Governments have established travel bans to slow the spread of COVID-19. Likewise, the game commission prohibited importing parts of deer like the brain and spinal cord, which can spread disease, into Pennsylvania or out of disease management areas.
“With CWD, when human behaviors are not contributing, it is slow progressing, but (with) human-related movements you can see it jump 100 miles in a month. The same with COVID-19, people flying to new countries or the type of ability we have to move great distances, we’re increasing the progression,” Colley said.
Testing: Tests help identify where the disease has spread. The game commission tests deer hunted or killed by vehicles in management areas and takes random samples of deer at butcher shops in the rest of the state. The commission had to add a second lab to handle all the tests.
Scientists tracking both diseases hope for faster tests. Deer only can be tested after death so wildlife biologists seek a test that works on living animals, whereas doctors await a COVID-19 test that shows results in minutes rather than days.
After the game commission detects CWD, it lets hunters take more deer in the area and occasionally sends in certified hunters to cull deer within a mile or two of new areas where the disease appeared.
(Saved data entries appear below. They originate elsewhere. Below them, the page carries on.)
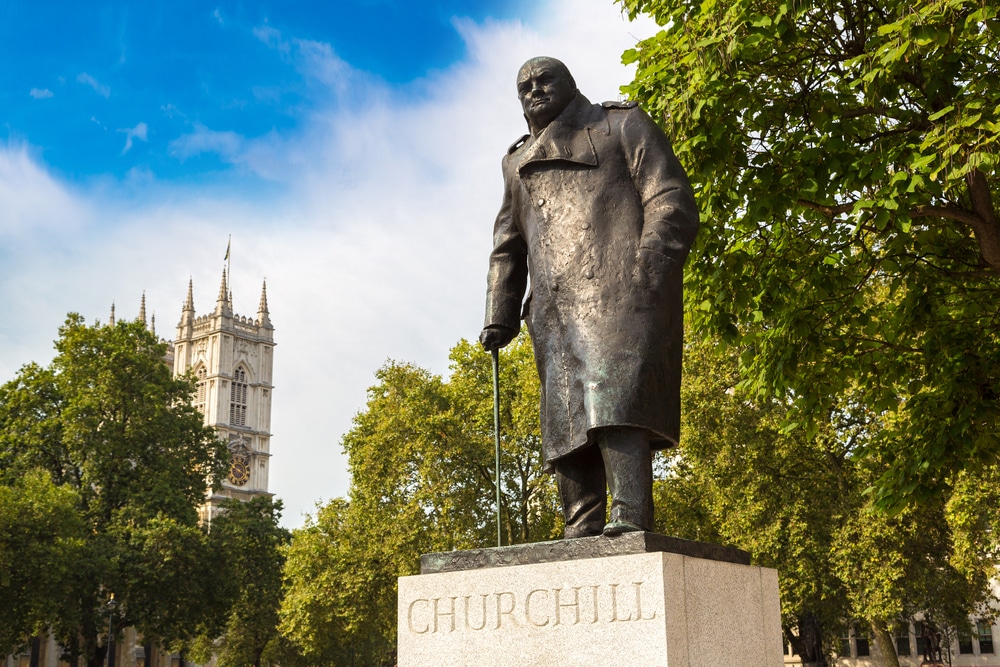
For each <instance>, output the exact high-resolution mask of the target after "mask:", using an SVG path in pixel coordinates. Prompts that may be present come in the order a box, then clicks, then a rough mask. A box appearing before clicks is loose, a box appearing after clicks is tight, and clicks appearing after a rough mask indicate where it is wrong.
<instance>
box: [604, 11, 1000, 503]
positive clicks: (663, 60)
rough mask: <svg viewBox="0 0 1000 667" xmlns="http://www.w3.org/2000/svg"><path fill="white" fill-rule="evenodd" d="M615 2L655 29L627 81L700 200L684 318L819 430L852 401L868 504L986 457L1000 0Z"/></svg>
mask: <svg viewBox="0 0 1000 667" xmlns="http://www.w3.org/2000/svg"><path fill="white" fill-rule="evenodd" d="M619 1H620V2H621V4H622V5H623V7H624V8H625V9H626V10H627V12H628V13H629V15H630V16H632V17H634V16H636V15H637V14H639V13H645V14H649V15H650V16H652V17H653V18H655V19H656V20H657V22H658V23H659V24H660V25H661V26H663V28H662V30H661V31H660V32H659V33H658V34H656V35H655V36H653V37H651V38H649V39H647V40H645V41H643V42H641V43H640V44H639V45H638V47H637V48H636V49H633V50H630V51H628V52H626V54H625V60H626V62H635V63H637V64H638V70H637V73H636V77H635V80H634V81H633V82H632V83H631V84H630V85H628V86H626V87H625V88H624V90H626V91H627V92H628V93H629V94H630V95H631V96H632V97H634V98H635V99H637V100H639V101H640V102H641V103H642V104H643V105H644V106H645V107H646V108H647V110H649V111H650V112H651V113H652V114H653V115H654V116H657V117H661V118H663V119H664V122H665V123H666V126H667V129H668V131H669V134H671V135H672V136H673V137H674V139H675V141H676V144H675V148H676V150H677V153H678V156H679V157H680V159H681V161H682V163H683V164H684V165H685V167H686V169H687V170H688V172H689V174H690V175H691V178H692V182H693V185H694V187H695V190H696V195H697V198H698V203H699V206H700V208H701V210H702V220H703V228H702V230H701V233H700V235H699V240H698V245H697V247H696V248H695V249H694V251H693V253H692V259H693V261H691V262H689V280H688V283H687V284H688V294H689V297H690V302H691V305H692V309H691V314H692V316H693V317H692V320H693V322H694V324H695V326H696V327H697V329H698V330H699V331H702V332H713V333H715V334H719V335H721V336H723V337H724V338H725V339H726V340H727V341H729V342H739V343H740V344H741V345H742V346H743V348H742V349H744V350H745V354H744V357H743V368H744V371H745V373H746V378H745V382H746V384H747V386H748V387H750V388H753V389H754V390H756V391H760V392H762V393H766V394H769V395H772V396H777V397H779V398H780V399H782V400H784V399H786V398H788V399H790V400H792V401H793V402H794V407H795V408H796V409H795V410H794V411H792V412H791V413H790V416H789V421H790V422H798V423H800V424H804V425H808V426H810V428H811V429H812V431H813V432H816V431H817V429H818V428H819V425H820V424H822V423H824V421H825V415H826V414H827V413H828V411H829V410H830V407H831V406H832V405H834V404H835V403H837V402H838V400H841V399H843V398H844V397H845V396H846V395H847V394H848V393H851V392H853V391H857V396H856V397H855V398H856V399H857V400H858V401H860V402H862V403H863V404H864V405H865V406H866V407H867V408H869V409H870V410H871V411H872V413H873V414H874V415H876V416H877V418H878V419H879V422H880V428H878V429H873V430H872V431H871V439H870V441H869V442H868V443H866V445H867V446H868V447H869V448H870V449H871V450H873V451H878V452H879V456H880V457H882V460H883V461H884V462H885V463H886V464H887V465H886V466H885V467H884V469H883V470H882V471H881V472H880V473H879V476H878V478H877V479H876V480H875V482H874V491H875V494H876V499H877V501H878V506H879V507H881V508H889V509H895V510H898V509H900V508H901V507H902V506H903V505H905V504H906V503H907V502H909V501H911V500H917V501H920V500H923V499H926V498H929V497H930V496H933V495H935V494H940V493H942V492H943V491H944V490H945V489H946V488H947V487H949V486H950V485H952V484H954V483H955V481H956V479H957V476H958V475H960V474H963V473H966V472H967V473H969V474H973V475H975V474H976V472H977V471H978V470H981V469H982V467H983V466H987V467H988V466H991V465H993V464H995V463H996V462H997V458H998V452H1000V442H998V440H997V438H998V433H1000V429H998V416H1000V403H998V400H997V398H998V396H1000V341H998V338H997V333H996V332H997V331H998V330H1000V329H998V324H1000V320H998V312H997V309H996V307H995V304H996V302H997V298H998V295H1000V275H998V271H1000V220H998V216H997V211H996V204H995V202H994V192H995V190H996V188H997V185H998V174H997V165H998V155H997V140H998V137H1000V118H998V109H1000V86H998V85H997V82H998V81H1000V39H998V35H1000V19H998V16H997V14H998V8H1000V4H998V3H997V2H996V0H928V1H926V2H919V3H916V4H914V3H912V2H905V1H903V0H888V1H880V2H873V1H872V0H846V1H844V2H841V1H839V0H838V1H837V2H832V1H830V0H807V1H806V2H788V1H786V0H742V1H740V2H736V3H722V2H717V1H716V0H619Z"/></svg>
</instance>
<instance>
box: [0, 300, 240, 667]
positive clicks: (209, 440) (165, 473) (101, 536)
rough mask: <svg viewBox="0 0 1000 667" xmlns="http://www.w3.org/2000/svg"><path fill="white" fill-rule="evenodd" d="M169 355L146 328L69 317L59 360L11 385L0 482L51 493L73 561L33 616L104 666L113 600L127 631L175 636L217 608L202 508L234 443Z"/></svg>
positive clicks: (60, 335) (167, 639)
mask: <svg viewBox="0 0 1000 667" xmlns="http://www.w3.org/2000/svg"><path fill="white" fill-rule="evenodd" d="M166 351H167V350H166V345H165V344H163V343H160V342H159V341H157V339H156V337H155V336H154V335H153V334H152V333H150V332H149V331H147V330H146V328H145V326H144V325H143V324H142V323H139V322H118V323H117V324H116V325H113V326H100V325H95V326H87V325H86V324H84V322H83V320H82V318H80V317H79V316H78V315H70V316H69V318H68V319H67V320H66V323H65V324H64V325H63V327H62V328H60V330H59V338H58V340H57V341H56V352H57V353H56V356H55V359H54V360H53V361H52V363H51V364H50V365H49V367H47V368H42V367H41V366H38V365H37V364H29V365H27V366H25V367H24V368H22V369H21V371H20V372H19V373H18V375H17V377H16V378H14V379H13V380H11V381H10V382H8V383H7V384H5V385H3V386H2V387H0V486H3V487H8V488H14V489H16V488H18V485H19V484H22V482H21V481H20V480H21V479H22V478H23V479H24V480H25V481H24V482H23V484H27V485H29V487H30V488H29V491H30V492H31V493H32V494H33V495H35V496H37V497H40V498H45V499H47V501H46V505H43V506H40V507H42V508H43V509H45V508H47V510H46V511H49V512H50V516H52V519H51V522H52V525H53V529H54V530H55V531H56V532H55V533H54V534H53V535H52V537H51V540H52V541H53V548H55V547H57V546H59V545H64V546H65V545H72V547H73V551H74V561H73V562H72V566H71V567H69V566H63V567H57V568H55V569H53V571H52V574H61V575H64V576H61V577H60V579H59V580H58V581H57V582H52V583H51V585H50V586H48V587H46V588H42V589H38V590H32V591H31V592H30V594H28V595H29V597H28V598H27V599H29V600H30V599H36V600H40V599H42V597H43V596H44V598H45V600H46V602H45V604H44V605H42V604H36V605H33V608H32V609H30V610H29V611H31V612H32V613H33V615H34V616H35V621H36V623H35V624H34V625H35V627H36V628H38V627H49V628H50V629H51V631H52V633H53V634H54V636H55V637H56V639H57V640H58V642H59V643H60V645H61V646H63V647H64V649H65V650H66V652H67V654H68V657H70V658H72V659H73V660H74V661H75V659H76V658H77V657H78V656H79V657H82V658H84V659H85V660H86V661H87V663H88V664H91V665H96V664H99V663H100V662H101V659H102V658H103V654H104V650H105V647H106V645H107V637H106V636H105V635H106V628H107V626H108V620H109V619H108V613H109V610H108V606H107V604H106V603H107V600H108V598H109V597H110V595H111V594H114V595H115V599H116V602H117V603H118V604H117V606H116V608H115V609H114V611H113V613H114V626H115V627H116V628H122V627H126V626H134V627H135V628H136V629H138V630H139V631H140V632H142V633H143V634H144V635H145V636H146V637H147V639H150V640H160V641H162V642H164V643H168V642H170V641H173V640H179V639H183V638H185V637H187V636H190V635H191V634H192V633H193V631H194V622H193V620H192V619H197V618H200V617H201V615H202V614H210V613H213V612H214V611H215V610H214V609H213V608H212V606H211V605H210V604H208V602H209V601H210V600H211V599H212V598H213V596H212V595H211V594H210V591H211V588H212V586H213V585H214V584H213V573H212V572H211V571H210V569H209V564H210V562H211V559H210V558H209V557H208V552H207V542H206V536H205V532H204V530H203V528H201V527H200V526H199V523H198V507H199V506H200V505H201V504H202V502H203V501H204V497H205V491H206V489H207V488H208V487H209V485H210V483H211V482H212V480H219V479H221V478H222V475H223V474H224V471H225V466H226V449H225V446H224V445H223V444H222V443H221V441H219V439H218V438H217V437H216V435H215V432H214V431H213V430H212V429H210V428H208V427H205V426H203V425H202V416H201V414H200V413H199V412H198V411H197V410H196V409H195V408H194V407H193V406H192V404H191V394H192V391H193V388H194V384H193V381H192V379H191V378H188V377H182V378H175V377H173V376H172V374H171V370H170V368H169V367H168V366H167V364H166V363H165V362H164V355H165V354H166ZM47 480H50V481H47ZM80 526H82V527H83V529H82V531H81V530H80ZM0 527H2V528H7V526H6V525H4V526H0ZM6 537H7V536H6V535H4V538H5V539H6ZM3 541H4V540H0V543H2V542H3Z"/></svg>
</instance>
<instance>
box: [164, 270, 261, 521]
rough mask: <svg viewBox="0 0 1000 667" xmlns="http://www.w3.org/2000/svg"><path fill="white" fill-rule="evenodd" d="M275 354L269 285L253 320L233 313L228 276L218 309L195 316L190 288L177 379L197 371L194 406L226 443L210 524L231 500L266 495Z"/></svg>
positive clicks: (223, 280) (205, 512) (177, 355)
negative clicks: (197, 381)
mask: <svg viewBox="0 0 1000 667" xmlns="http://www.w3.org/2000/svg"><path fill="white" fill-rule="evenodd" d="M273 352H274V327H273V326H271V319H270V317H269V314H268V310H267V283H266V282H265V283H264V287H263V289H262V290H261V295H260V306H259V307H258V309H257V318H256V319H252V318H249V317H241V316H239V315H236V314H234V313H233V306H232V296H231V293H230V291H229V289H228V288H227V286H226V272H225V271H223V272H222V285H221V286H220V287H219V298H218V300H217V301H216V304H215V311H214V312H212V313H211V314H210V315H203V316H201V317H195V312H194V295H193V285H192V283H191V282H188V294H187V300H186V301H185V302H184V308H183V310H182V311H181V321H180V323H179V324H178V325H177V339H176V340H175V341H174V349H173V353H174V373H175V374H180V373H184V372H186V371H187V370H188V369H192V370H193V371H194V374H195V377H196V378H197V380H198V389H197V394H196V397H195V406H196V407H197V408H198V409H199V410H201V412H202V414H203V415H205V423H206V424H208V425H210V426H214V427H215V429H216V431H217V432H218V434H219V437H220V438H222V439H223V441H225V442H226V443H228V446H229V453H230V458H229V463H230V466H229V474H228V476H227V477H226V479H224V480H223V482H222V489H221V490H219V491H217V492H214V493H210V494H209V496H208V498H207V500H206V501H205V506H204V507H203V508H202V519H203V520H204V521H205V522H207V523H211V521H212V518H213V517H214V516H215V515H216V514H217V513H218V510H219V504H220V503H221V502H222V501H223V500H225V499H226V498H238V499H240V500H249V499H250V498H252V497H254V496H259V495H265V494H268V490H267V472H268V461H269V459H270V457H271V453H270V450H271V433H270V429H271V390H272V388H273V387H272V385H271V377H272V376H271V368H272V362H273ZM268 495H269V494H268Z"/></svg>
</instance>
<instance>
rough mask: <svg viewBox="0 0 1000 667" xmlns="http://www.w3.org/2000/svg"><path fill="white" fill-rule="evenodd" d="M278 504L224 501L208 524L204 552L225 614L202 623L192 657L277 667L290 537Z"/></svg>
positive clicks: (264, 498) (234, 665) (231, 663)
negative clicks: (282, 516)
mask: <svg viewBox="0 0 1000 667" xmlns="http://www.w3.org/2000/svg"><path fill="white" fill-rule="evenodd" d="M280 518H281V501H280V500H273V499H271V498H270V497H266V496H260V497H257V498H253V499H251V500H248V501H246V502H240V501H238V500H229V501H226V502H224V503H223V505H222V512H221V513H220V514H219V515H218V516H217V517H215V518H214V519H213V520H212V525H211V531H210V533H209V546H210V551H211V553H212V557H213V558H215V559H216V560H217V561H218V565H219V566H218V569H216V570H215V576H216V577H217V583H218V590H219V594H220V597H222V599H223V601H222V605H221V606H222V607H223V608H226V609H229V610H230V611H229V613H228V614H226V615H223V616H217V617H213V618H209V619H207V621H206V622H205V624H204V625H203V627H202V632H201V635H200V637H199V638H198V640H197V641H196V647H195V650H193V651H191V657H192V658H194V659H195V660H197V661H198V662H201V663H207V662H209V661H210V660H211V658H212V656H213V654H214V656H215V660H216V664H217V665H218V667H245V666H246V665H254V667H260V665H262V664H268V663H271V662H280V658H281V657H282V656H281V655H280V654H281V652H282V650H283V646H282V644H281V641H280V637H279V635H278V608H279V607H280V605H281V599H282V577H283V568H284V565H285V549H286V548H287V546H288V544H289V542H290V541H291V533H289V532H288V531H287V530H286V529H284V528H282V527H281V526H280V525H279V524H278V521H279V520H280Z"/></svg>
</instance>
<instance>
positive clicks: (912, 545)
mask: <svg viewBox="0 0 1000 667" xmlns="http://www.w3.org/2000/svg"><path fill="white" fill-rule="evenodd" d="M738 356H739V355H738V354H737V351H736V350H734V349H732V348H726V347H725V346H722V345H719V344H718V342H717V341H714V340H712V339H697V338H696V339H695V340H694V341H691V340H689V342H688V346H687V348H686V356H685V376H684V383H683V385H682V392H683V393H682V400H683V403H684V405H685V412H684V416H683V424H682V436H683V437H682V440H681V446H680V448H679V449H677V450H674V451H673V452H671V453H670V456H669V457H668V458H667V460H666V463H665V465H664V469H663V470H662V471H661V472H662V474H661V479H662V481H658V482H657V483H656V487H655V492H656V500H657V503H656V505H657V525H656V528H657V530H659V531H662V532H665V533H667V534H675V535H679V536H682V537H687V538H689V539H699V540H707V541H714V542H722V543H726V544H732V545H734V546H737V547H739V548H742V549H745V550H747V551H749V552H750V553H751V555H752V557H753V559H754V562H755V563H756V564H759V565H763V566H767V567H774V568H776V569H777V570H778V571H779V573H780V577H779V583H780V587H781V602H782V618H783V625H784V628H785V633H786V636H787V637H788V639H789V640H790V641H791V642H792V644H793V646H794V647H795V648H796V652H797V653H799V654H800V655H802V656H804V657H806V656H808V658H807V659H806V662H810V661H811V660H819V659H820V658H821V657H822V655H823V653H824V651H827V652H828V651H829V650H830V649H831V648H832V646H831V644H832V640H833V639H834V638H836V637H838V636H840V634H841V632H842V630H843V624H844V622H845V620H847V619H858V620H860V621H862V627H865V626H870V627H872V628H873V629H881V630H886V631H887V630H888V629H889V628H892V627H893V626H894V625H895V624H896V622H897V621H898V620H900V619H908V618H911V617H912V616H913V614H915V613H916V612H918V611H919V612H922V613H923V614H925V616H926V617H928V618H932V619H934V620H935V622H936V623H938V625H940V626H943V627H951V628H957V627H962V626H964V625H965V624H967V621H966V618H967V616H968V615H969V614H970V613H973V612H981V611H982V610H983V605H984V604H985V603H986V602H988V601H989V599H991V596H990V593H989V585H988V581H989V578H990V577H991V576H992V573H993V572H994V571H995V567H996V565H997V563H998V562H1000V561H998V558H997V545H996V542H995V539H996V538H995V537H994V535H995V528H996V527H997V520H998V519H1000V516H998V514H997V512H996V510H995V508H996V507H997V504H996V503H992V504H984V503H990V502H991V501H992V500H993V499H994V497H995V496H996V493H997V491H996V487H995V486H994V485H990V484H981V485H977V486H975V487H974V488H965V486H962V485H957V486H956V487H955V488H954V489H953V490H951V491H950V492H949V494H948V495H947V496H945V497H943V498H939V499H938V500H937V502H933V503H932V502H925V503H924V504H922V505H921V506H920V507H910V508H906V509H905V510H903V511H901V512H900V513H898V514H896V515H888V514H886V513H885V512H881V511H878V510H877V509H876V508H875V507H874V505H873V500H872V498H871V497H870V495H867V494H866V493H865V489H866V488H868V486H869V485H870V484H871V483H872V481H873V480H874V479H875V478H876V477H877V476H878V474H880V472H881V468H880V467H879V466H880V465H881V466H884V465H885V464H884V463H881V464H879V463H878V462H876V461H873V460H872V459H871V458H869V457H859V456H858V452H857V443H858V442H860V441H864V440H865V439H866V438H867V437H868V434H867V433H866V430H867V428H869V426H870V422H871V420H870V418H868V417H867V416H866V414H865V413H864V411H863V410H861V409H860V408H858V407H856V406H854V407H853V409H852V410H850V411H848V410H834V411H831V413H830V414H829V415H828V418H827V422H826V423H825V424H824V425H823V426H822V428H820V429H819V432H818V433H817V434H816V435H815V436H809V437H807V436H806V434H805V432H804V431H803V430H801V429H786V428H783V425H784V424H785V423H786V421H787V412H788V406H787V404H784V403H781V402H778V401H776V400H773V399H761V398H760V397H758V396H756V395H754V394H753V393H752V392H748V391H746V390H745V389H743V388H742V387H741V385H740V372H739V363H738ZM994 474H995V473H994ZM994 482H995V480H994ZM973 549H974V550H973ZM876 634H878V633H876ZM882 637H883V640H884V639H885V637H891V636H890V635H887V634H883V635H882ZM824 644H825V646H824Z"/></svg>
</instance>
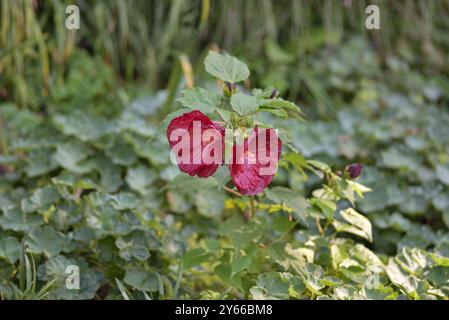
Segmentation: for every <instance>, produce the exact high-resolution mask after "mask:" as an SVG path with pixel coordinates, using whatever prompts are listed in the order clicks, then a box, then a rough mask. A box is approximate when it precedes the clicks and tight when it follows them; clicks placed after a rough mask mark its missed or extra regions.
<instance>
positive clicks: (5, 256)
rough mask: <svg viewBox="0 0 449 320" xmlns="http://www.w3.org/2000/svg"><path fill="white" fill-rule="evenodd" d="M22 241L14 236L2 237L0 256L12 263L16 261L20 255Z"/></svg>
mask: <svg viewBox="0 0 449 320" xmlns="http://www.w3.org/2000/svg"><path fill="white" fill-rule="evenodd" d="M20 250H21V247H20V242H19V241H18V240H17V239H16V238H14V237H4V238H0V258H4V259H6V261H8V262H9V263H11V264H14V263H16V261H17V260H19V257H20Z"/></svg>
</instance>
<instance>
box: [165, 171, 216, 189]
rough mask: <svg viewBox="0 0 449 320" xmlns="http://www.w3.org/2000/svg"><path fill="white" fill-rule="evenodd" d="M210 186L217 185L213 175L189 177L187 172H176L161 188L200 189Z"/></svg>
mask: <svg viewBox="0 0 449 320" xmlns="http://www.w3.org/2000/svg"><path fill="white" fill-rule="evenodd" d="M211 187H218V183H217V180H215V178H213V177H209V178H206V179H201V178H196V177H191V176H189V175H188V174H185V173H181V174H178V175H177V176H176V177H175V178H174V179H172V180H171V181H169V182H168V183H167V184H166V185H165V187H164V188H163V189H162V190H161V191H163V190H166V189H174V190H187V189H188V190H190V191H193V190H200V189H207V188H211Z"/></svg>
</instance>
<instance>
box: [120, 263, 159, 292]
mask: <svg viewBox="0 0 449 320" xmlns="http://www.w3.org/2000/svg"><path fill="white" fill-rule="evenodd" d="M124 281H125V283H127V284H129V285H130V286H132V287H133V288H134V289H137V290H140V291H152V292H154V291H158V290H159V280H158V277H157V274H156V273H155V272H152V271H149V270H146V269H144V268H143V267H140V266H127V267H126V273H125V278H124Z"/></svg>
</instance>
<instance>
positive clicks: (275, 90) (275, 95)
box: [270, 89, 279, 99]
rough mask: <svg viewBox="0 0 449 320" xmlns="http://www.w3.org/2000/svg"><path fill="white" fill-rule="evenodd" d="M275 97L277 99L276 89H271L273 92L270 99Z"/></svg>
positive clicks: (276, 91)
mask: <svg viewBox="0 0 449 320" xmlns="http://www.w3.org/2000/svg"><path fill="white" fill-rule="evenodd" d="M277 97H279V91H278V90H276V89H273V91H271V95H270V99H274V98H277Z"/></svg>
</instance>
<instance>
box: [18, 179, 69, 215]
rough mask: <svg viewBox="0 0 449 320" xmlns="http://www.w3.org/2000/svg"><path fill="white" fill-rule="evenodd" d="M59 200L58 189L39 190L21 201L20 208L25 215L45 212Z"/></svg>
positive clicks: (42, 188)
mask: <svg viewBox="0 0 449 320" xmlns="http://www.w3.org/2000/svg"><path fill="white" fill-rule="evenodd" d="M60 198H61V195H60V194H59V191H58V189H57V188H55V187H53V186H47V187H43V188H39V189H36V190H34V192H33V194H32V195H31V196H30V197H29V198H25V199H22V202H21V208H22V211H24V212H26V213H30V212H35V211H45V210H48V209H49V207H50V205H52V204H53V203H55V202H56V201H58V200H59V199H60Z"/></svg>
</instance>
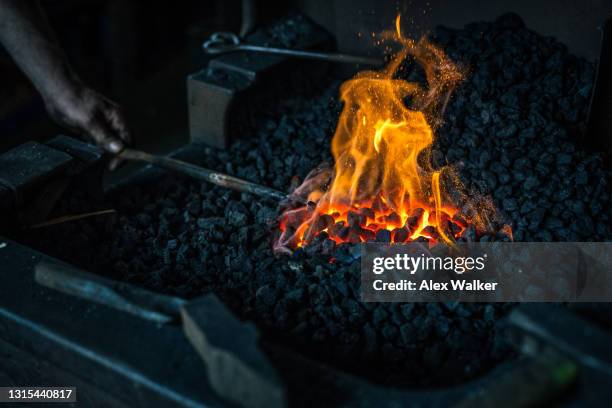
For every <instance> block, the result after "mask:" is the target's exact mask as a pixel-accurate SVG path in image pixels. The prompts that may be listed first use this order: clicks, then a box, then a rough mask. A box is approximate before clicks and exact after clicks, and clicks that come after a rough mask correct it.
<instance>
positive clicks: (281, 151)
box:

“That may seem harsh, but actually is reducing the contact rate between infected and uninfected,” Colley said. Deer, after all, don’t keep a social distance.
Further spread possible: More than 450 wild deer have tested positive, and a response plan that the game commission has drafted predicts further spread unless management strategies improve.
“The percentage of samples that test positive will continue to increase, likely exceeding 30% in wild deer within Bedford and Blair counties over the next one to two decades based on exponential growth seen in other states,” says the plan, on which the public may comment through May 7.
But the game commission achieved one success through quarantine.
The disease management area around the first deer farm where CWD showed up in 2012 has been disbanded.